2. INFER the solution approach

• Since the intersection point satisfies both equations, we can use the value from the first equation in the second equation
• The first equation directly gives us \(\mathrm{x = 8}\)
• We need to substitute this x-value into the second equation to find y

3. SIMPLIFY to find the y-coordinate

• Substitute \(\mathrm{x = 8}\) into \(\mathrm{y = x^2 + 8}\):

\(\mathrm{y = 8^2 + 8}\)

\(\mathrm{y = 64 + 8}\)

\(\mathrm{y = 72}\)

Answer: D. 72

Why Students Usually Falter on This Problem

Most Common Error Path:

Weak INFER skill: Students may not recognize that intersection points satisfy both equations simultaneously. They might try to solve the system as if they need to find where \(\mathrm{x^2 + 8 = 8}\), leading to unnecessary complexity.

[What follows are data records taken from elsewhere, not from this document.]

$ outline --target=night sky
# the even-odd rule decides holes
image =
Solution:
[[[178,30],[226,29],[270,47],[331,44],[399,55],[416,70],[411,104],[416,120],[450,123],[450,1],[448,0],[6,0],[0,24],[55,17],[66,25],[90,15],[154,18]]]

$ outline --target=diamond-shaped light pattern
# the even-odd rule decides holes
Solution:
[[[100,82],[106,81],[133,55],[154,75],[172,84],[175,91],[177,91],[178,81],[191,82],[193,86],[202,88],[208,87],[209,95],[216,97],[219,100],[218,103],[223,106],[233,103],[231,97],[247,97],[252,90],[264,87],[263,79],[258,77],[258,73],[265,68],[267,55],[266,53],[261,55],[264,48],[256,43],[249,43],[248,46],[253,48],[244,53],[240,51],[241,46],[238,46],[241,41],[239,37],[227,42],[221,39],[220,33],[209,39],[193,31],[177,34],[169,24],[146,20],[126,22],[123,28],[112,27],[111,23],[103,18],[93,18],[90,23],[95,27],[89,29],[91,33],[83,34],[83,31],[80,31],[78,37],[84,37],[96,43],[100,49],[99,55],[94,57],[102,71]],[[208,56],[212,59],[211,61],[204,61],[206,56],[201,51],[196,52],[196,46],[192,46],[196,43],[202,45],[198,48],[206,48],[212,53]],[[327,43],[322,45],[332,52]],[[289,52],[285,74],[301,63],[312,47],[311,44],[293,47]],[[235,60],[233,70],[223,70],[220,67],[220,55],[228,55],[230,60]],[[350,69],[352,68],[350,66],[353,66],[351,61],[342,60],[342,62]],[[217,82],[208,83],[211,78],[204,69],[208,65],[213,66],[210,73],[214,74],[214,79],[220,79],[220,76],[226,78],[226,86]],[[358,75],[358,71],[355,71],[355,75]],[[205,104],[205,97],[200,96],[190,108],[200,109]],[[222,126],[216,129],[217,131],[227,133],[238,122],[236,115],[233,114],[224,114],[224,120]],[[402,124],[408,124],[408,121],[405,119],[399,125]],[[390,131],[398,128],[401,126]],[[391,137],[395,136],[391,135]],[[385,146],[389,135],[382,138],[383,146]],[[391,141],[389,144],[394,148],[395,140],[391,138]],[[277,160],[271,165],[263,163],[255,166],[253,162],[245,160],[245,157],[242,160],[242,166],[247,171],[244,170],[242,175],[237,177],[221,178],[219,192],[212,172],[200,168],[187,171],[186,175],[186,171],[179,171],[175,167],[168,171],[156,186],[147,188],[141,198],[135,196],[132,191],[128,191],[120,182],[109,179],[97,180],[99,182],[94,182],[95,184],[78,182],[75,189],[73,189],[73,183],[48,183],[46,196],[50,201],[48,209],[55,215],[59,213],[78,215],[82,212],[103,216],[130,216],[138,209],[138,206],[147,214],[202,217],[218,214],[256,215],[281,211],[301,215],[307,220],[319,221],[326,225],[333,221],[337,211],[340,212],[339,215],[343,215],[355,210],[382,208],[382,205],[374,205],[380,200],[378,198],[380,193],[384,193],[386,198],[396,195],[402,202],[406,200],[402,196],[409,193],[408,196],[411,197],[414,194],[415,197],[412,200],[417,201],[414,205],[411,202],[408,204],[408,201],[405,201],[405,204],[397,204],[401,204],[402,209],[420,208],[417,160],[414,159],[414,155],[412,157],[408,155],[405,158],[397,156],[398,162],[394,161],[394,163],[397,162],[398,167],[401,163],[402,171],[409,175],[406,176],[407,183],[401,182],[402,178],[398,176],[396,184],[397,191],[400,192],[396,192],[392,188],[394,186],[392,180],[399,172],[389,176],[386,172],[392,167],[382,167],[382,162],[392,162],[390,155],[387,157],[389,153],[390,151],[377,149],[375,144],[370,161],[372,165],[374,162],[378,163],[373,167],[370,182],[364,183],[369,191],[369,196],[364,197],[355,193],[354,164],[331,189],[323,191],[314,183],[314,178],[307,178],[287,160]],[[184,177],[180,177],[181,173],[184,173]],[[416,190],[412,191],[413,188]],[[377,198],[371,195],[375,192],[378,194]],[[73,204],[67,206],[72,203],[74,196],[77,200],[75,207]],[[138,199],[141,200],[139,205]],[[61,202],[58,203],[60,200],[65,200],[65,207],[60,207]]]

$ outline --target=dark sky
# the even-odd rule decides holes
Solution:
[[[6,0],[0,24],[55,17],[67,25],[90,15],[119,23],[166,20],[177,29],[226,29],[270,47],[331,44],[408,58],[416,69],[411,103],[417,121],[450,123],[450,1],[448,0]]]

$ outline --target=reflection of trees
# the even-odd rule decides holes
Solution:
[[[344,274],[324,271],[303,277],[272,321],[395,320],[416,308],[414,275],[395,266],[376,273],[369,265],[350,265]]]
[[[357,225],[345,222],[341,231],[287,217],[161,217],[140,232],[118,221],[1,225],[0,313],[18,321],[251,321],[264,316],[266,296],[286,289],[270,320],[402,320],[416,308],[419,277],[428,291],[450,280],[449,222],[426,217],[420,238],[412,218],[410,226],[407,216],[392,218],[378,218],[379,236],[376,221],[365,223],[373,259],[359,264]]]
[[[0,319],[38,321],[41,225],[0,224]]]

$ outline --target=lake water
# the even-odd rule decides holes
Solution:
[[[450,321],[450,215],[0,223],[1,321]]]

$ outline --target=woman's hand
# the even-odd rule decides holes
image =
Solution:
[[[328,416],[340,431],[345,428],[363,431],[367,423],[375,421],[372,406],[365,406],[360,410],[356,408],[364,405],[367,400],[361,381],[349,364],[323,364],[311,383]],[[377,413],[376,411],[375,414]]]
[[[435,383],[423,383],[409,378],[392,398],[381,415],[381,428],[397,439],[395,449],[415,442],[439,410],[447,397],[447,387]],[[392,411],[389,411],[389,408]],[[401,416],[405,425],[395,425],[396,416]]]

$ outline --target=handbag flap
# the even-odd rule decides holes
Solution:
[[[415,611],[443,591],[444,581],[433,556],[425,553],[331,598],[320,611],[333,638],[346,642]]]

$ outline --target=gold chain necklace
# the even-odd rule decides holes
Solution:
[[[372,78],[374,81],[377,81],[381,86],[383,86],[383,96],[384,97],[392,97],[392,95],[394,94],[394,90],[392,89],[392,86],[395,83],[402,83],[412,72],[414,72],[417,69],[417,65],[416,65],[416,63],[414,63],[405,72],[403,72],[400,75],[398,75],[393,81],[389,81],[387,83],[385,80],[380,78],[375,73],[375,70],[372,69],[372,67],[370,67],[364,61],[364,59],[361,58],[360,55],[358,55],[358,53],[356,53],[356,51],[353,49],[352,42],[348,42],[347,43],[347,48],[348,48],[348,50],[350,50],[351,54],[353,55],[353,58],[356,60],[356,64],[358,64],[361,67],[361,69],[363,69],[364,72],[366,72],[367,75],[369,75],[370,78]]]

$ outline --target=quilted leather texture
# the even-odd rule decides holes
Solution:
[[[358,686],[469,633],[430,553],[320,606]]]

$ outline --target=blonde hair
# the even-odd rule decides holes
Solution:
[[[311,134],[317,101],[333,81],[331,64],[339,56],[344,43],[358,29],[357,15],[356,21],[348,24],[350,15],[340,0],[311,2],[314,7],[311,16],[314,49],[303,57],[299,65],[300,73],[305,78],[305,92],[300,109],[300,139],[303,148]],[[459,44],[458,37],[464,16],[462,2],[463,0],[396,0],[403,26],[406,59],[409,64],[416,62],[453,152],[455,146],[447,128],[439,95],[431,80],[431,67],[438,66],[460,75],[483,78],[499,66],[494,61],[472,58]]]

This confusion might cause them to get stuck and guess randomly among the choices.

Second Most Common Error:

Poor SIMPLIFY execution: Students correctly understand the approach but make arithmetic errors. They might calculate \(\mathrm{8^2}\) incorrectly (confusing it with \(\mathrm{8 \times 2 = 16}\)) or make addition errors.

If they compute \(\mathrm{8^2}\) as 16, they get \(\mathrm{y = 16 + 8 = 24}\), leading them to select Choice B (24).

The Bottom Line:

This problem tests whether students understand the fundamental meaning of intersection points in systems of equations—that such points satisfy all equations simultaneously. The arithmetic is straightforward once this concept is grasped.